What do preschoolers, lawyers, and politicians all have in common?

They have a hard time telling the truth.

Just kidding (sort of). But for real- our house is struggling with a little bit of 3 year old fib telling. Nothing parents everywhere haven’t had to deal with at some point I’m sure, but yesterday it really came to a head with several blatant not-truths spoken throughout the day to both mom and dad.

At this age, it’s definitely not malicious. It’s just an honest testing of the waters. One of those obstacles on the training ground for moms and dads who are trying to “Raise your kids up in the way they should go.”

I’ve been thinking a lot about the lying, and realized that what bothers me most is the fact that when my daughter lies to me about something that she has done, she is doing it because she is afraid of what my reaction might be to her. As we raise these little ones, I hope that my children feel that they can trust me to be a safe-zone, even if they find themselves in the middle of a real mess.

These little lies are as much a training ground for me as they are for her- showing me areas that I need to work on with my own relationship to my daughter as I navigate the tension between dealing out real consequences for sin while also acting gently and with great love toward my children. It’s not easy.

Anyway, as I heard Olivia spout out yet another fib to her dad yesterday, I knew I needed to come up with something impactful. I needed one of those “creative mom discipline ideas” that I am woefully short on.

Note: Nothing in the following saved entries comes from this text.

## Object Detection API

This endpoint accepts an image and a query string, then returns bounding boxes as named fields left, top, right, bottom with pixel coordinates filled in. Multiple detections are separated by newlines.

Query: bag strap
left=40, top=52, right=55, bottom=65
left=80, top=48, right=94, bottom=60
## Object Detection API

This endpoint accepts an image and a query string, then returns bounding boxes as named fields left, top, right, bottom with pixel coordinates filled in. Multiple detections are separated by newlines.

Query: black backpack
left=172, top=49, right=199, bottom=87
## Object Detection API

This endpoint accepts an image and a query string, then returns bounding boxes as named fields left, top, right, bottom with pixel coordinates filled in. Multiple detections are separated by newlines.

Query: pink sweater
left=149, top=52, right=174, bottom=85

Thank God for the Holy Spirit, because just as I was starting to feel completely inadequate for this parenting job, in drops Psalm 119:103. “How sweet are your words to my taste, sweeter than honey to my mouth.” And a picture of the sticky sweet chocolate in my pantry.

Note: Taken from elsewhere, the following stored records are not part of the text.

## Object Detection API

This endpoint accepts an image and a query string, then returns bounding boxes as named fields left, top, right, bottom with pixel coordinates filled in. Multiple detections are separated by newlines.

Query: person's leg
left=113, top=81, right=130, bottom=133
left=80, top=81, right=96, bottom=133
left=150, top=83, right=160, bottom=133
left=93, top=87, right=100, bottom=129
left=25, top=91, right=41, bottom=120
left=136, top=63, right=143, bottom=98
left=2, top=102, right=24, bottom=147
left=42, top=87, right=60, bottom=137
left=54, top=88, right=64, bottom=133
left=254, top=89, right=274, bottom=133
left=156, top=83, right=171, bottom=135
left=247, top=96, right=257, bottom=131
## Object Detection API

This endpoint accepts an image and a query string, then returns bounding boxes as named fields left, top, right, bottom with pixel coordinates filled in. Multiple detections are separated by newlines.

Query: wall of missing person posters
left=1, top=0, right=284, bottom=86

After dinner a little bit later, I told Olivia I was going to make a special treat for her. I got out two tiny bowls and in one I put a decadent piece of dark chocolate which she loves. In the other was some equally rich looking unsweetened chocolate. You know, the kind you found as a kid in your mom’s baking supplies and thought you struck gold till you took a big, bitter bite?

I put the unsweetened chocolate before my eager daughter, and she popped her pinch of chocolate right in her mouth. “Mom, this doesn’t taste so good…”

A swig of water.

The second bite (I can’t believe she trusted me on the second one- hope is not lost!) “This one is yummy!”

“Olivia, do you remember when you told me and your dad lies today? That was like taking a piece of that yucky chocolate there and giving it to mom and dad to eat. It looked good, but when we ate it it made us feel sick. And do you remember when you finally told us the truth? That was like giving mom and dad one of those delicious pieces of chocolate. It made us so happy, it was so sweet and delicious!”

I hope this bitter sweet object lesson sunk in deep and far, but only time will tell. Its funny how little ones absorb and learn, and only down the line do you truly get to see what has taken root. But I am grateful in the meantime to remember that I am “more than equipped for this good work.” And who doesn’t love learning a lesson that includes chocolate??